Recent years have seen a significant turnaround in the health service in my constituency. Colchester General Hospital was for years in some considerable difficulties, but it is now commanding the confidence of the Care Quality Commission. It has newly merged with Ipswich Hospital in the East Suffolk and North Essex NHS Foundation Trust. It exemplifies the importance of the inspirational and strong leadership that we have in Nick Hulme, who is the chief executive of that trust.

I also commend the strategic transformation plan, which was greeted with great suspicion when such plans were first talked about. It is looking strategically at things such as GP capacity—for example, we need a new surgery on Mersea island—and at providing more services locally, such as at the Fryatt Hospital in Harwich, where we are maintaining and developing the excellent minor injuries unit and developing local access to other satellite services that would otherwise have to be at Colchester General Hospital.

All this underlines the importance of leadership, and I do hope the Secretary of State and his Ministers will continue emphasising the importance of leadership and staff engagement. I have to say to the colleague who served with me on the Joint Committee, the hon. Member for Central Ayrshire (Dr Whitford), that all this is much harder to achieve in Essex on 40% less funding per head than is available to the NHS in Scotland.

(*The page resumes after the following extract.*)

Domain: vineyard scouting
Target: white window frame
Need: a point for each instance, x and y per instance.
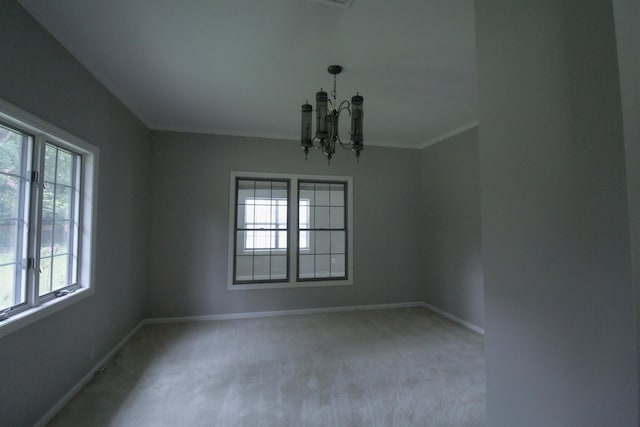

I want to concentrate on the Health Service Safety Investigations Bill, which originates from a report that my Committee—the Public Administration and Constitutional Affairs Committee—produced in 2015. We were dealing with the aftermath of all the problems of Mid Staffordshire, with 80% of the complaints coming through from the Parliamentary and Health Service Ombudsman, in an atmosphere where we were asking how complaints could be better handled and how incidents could be better investigated.

People such as Martin Bromiley, whose wife died on the operating table in 2005 and who set up the Clinical Human Factors Group, inspired me, as did papers by people such as Carl Macrae and Charles Vincent—they published a paper in the Journal of the Royal Society of Medicine in 2014, called “Learning from failure: the need for independent safety investigation in healthcare”—and that led my Committee to establishing our inquiry.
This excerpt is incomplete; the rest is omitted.